Yayyyy!!!! I just got my Do-it lead mold for Slingshot Pellets in the mail, and I'm super Siked about it. It molds up 8 1/4 oz (44 cal) and 7 3/8 oz (50 cal) Lead balls. I got it from Zeiner's Bass shop. Awesome customer service, the shipping time, the price and packaging were all unbeatable! Thought I would share .....cheers !!!























Sent from my iPhone using Tapatalk


----------



## Henry the Hermit (Jun 2, 2010)

I have both models, and they are good. A bit more labor involved, because of no sprue cutter, but the number of pellets per cast makes up for it.


----------



## Arnisador78 (Apr 10, 2013)

That's awesome. I want one!

Florida Forks


----------



## theTurk (Feb 25, 2016)

Henry in Panama said:


> I have both models, and they are good. A bit more labor involved, because of no sprue cutter, but the number of pellets per cast makes up for it.

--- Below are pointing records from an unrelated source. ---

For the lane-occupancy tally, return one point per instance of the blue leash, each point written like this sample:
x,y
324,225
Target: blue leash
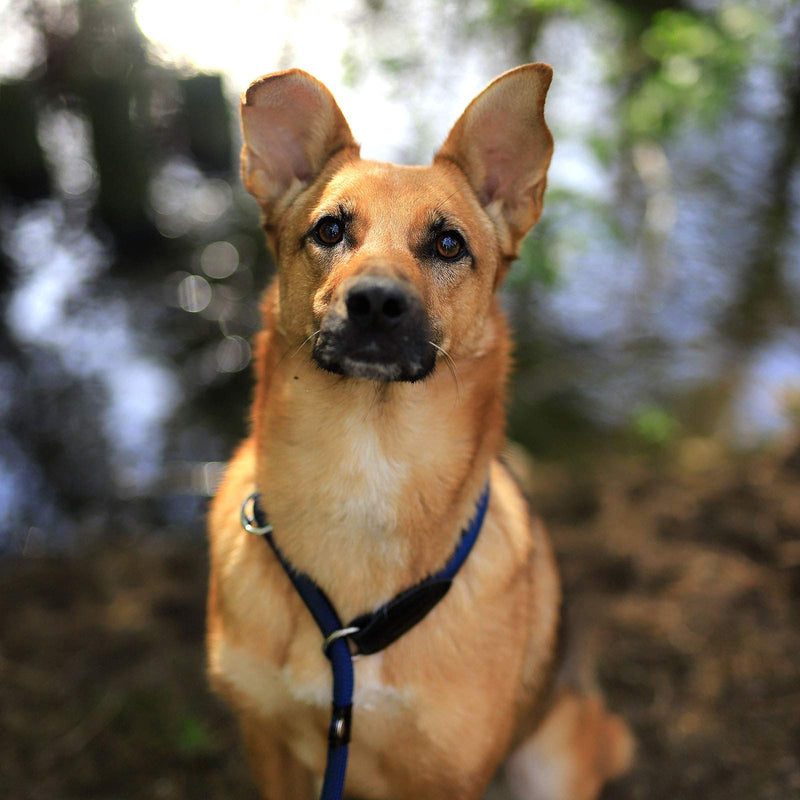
x,y
368,633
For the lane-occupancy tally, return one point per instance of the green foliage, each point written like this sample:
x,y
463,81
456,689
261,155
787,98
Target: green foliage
x,y
194,737
693,63
654,425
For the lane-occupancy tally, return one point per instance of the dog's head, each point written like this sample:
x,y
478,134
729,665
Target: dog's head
x,y
382,266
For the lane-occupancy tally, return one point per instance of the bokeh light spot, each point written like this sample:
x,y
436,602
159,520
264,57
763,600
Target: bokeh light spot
x,y
194,293
219,260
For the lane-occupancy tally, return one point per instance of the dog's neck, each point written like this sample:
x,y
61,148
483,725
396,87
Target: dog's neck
x,y
368,485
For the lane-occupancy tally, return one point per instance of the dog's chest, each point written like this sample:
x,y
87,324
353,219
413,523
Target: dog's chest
x,y
296,697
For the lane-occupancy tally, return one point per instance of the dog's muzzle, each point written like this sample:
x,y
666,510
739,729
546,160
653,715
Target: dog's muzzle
x,y
384,333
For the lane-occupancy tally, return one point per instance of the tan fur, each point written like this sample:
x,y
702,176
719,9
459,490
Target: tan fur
x,y
368,484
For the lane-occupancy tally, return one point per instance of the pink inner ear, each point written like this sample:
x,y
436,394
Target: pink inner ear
x,y
274,134
499,168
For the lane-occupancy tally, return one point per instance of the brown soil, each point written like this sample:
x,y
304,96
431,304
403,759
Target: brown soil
x,y
687,580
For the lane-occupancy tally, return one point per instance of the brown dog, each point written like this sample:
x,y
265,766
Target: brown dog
x,y
378,417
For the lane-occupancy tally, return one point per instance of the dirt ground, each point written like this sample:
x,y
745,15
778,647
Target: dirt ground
x,y
686,575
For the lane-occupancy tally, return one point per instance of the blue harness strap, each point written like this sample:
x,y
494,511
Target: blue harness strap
x,y
369,633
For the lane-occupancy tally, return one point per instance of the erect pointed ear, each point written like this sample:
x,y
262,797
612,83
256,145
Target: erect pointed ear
x,y
503,146
291,127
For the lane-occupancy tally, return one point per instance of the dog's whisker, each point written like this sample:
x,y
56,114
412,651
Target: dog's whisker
x,y
451,365
305,342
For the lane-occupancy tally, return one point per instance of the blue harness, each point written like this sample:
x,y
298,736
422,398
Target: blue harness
x,y
368,633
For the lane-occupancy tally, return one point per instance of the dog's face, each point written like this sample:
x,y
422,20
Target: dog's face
x,y
385,267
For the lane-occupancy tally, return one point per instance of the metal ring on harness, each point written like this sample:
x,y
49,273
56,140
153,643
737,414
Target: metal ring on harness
x,y
338,634
249,521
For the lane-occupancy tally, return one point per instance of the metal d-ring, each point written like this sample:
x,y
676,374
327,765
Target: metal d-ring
x,y
338,634
249,521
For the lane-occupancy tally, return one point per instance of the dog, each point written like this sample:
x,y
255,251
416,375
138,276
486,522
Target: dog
x,y
377,421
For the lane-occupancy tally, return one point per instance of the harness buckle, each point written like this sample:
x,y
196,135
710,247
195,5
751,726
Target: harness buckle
x,y
339,634
250,521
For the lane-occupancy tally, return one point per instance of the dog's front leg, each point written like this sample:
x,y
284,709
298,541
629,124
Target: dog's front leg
x,y
275,771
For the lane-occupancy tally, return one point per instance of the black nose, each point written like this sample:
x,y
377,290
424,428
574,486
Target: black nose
x,y
377,302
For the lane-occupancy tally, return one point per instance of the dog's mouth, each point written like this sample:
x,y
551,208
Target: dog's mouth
x,y
383,334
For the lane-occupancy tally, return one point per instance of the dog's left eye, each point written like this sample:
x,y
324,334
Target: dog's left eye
x,y
329,231
449,245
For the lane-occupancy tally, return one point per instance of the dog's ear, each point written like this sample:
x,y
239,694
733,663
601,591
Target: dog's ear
x,y
503,146
291,127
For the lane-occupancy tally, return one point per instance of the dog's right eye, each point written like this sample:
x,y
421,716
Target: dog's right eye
x,y
329,231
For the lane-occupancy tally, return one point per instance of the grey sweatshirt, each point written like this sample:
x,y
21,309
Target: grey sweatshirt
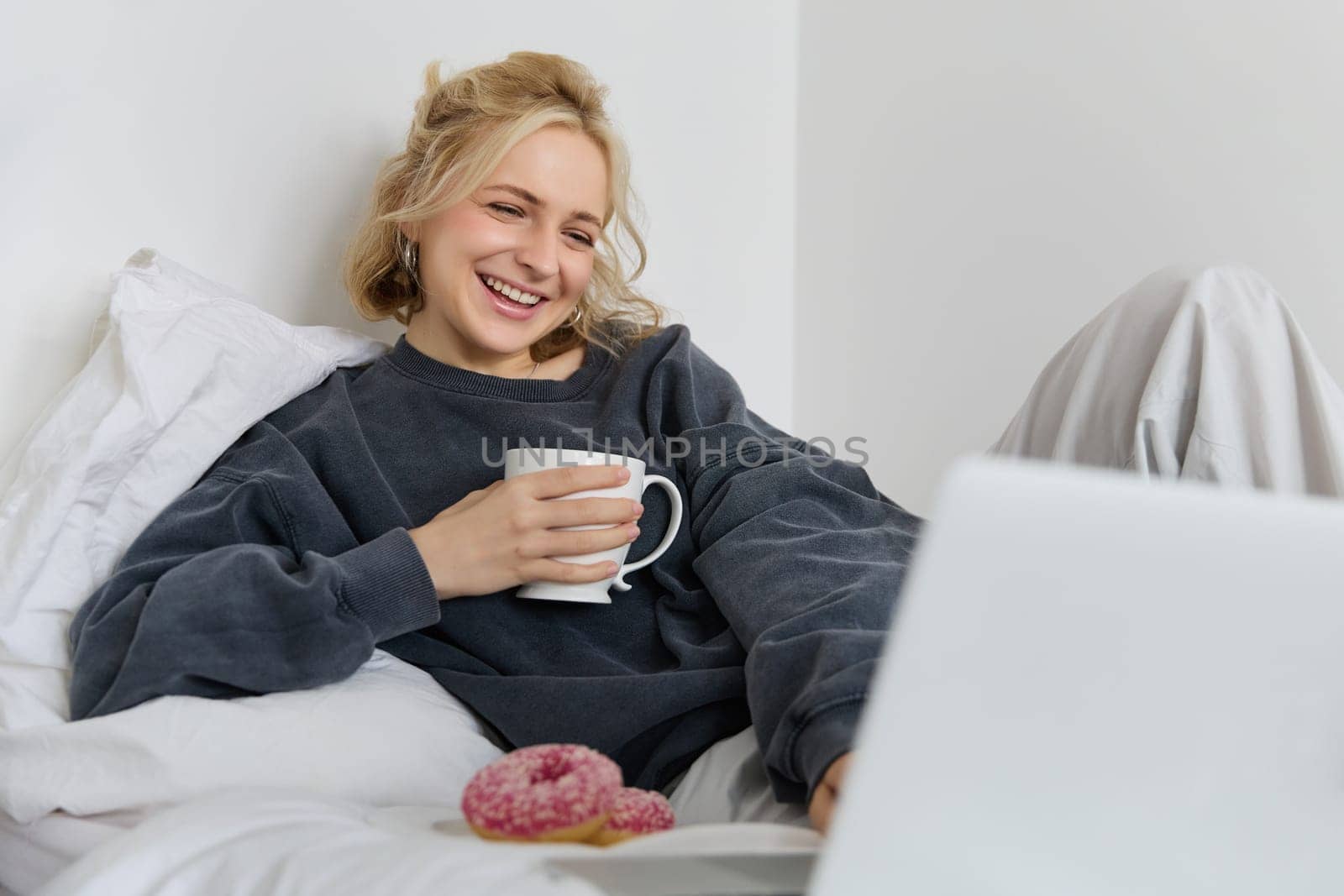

Yessirr !!!!! agreed on the increased manual work. Still a clean, functional and productive apparatus though....Slings up!!!!!

Sent from my iPhone using Tapatalk


----------



## Ibojoe (Mar 13, 2016)

Love chunkin lead!! Really lays down a thump.


----------



## RichWentFishing (Feb 16, 2016)

I cast lots fishing weights at the end of the winter season. Use a warming plate to pre heat your mold. You can find them at flea markets for next to nothing. If the stuff your casting gets a frosty look the mold is getting too hot. If it has wrinkles it's too cold.

Sent from my iPhone using Tapatalk


----------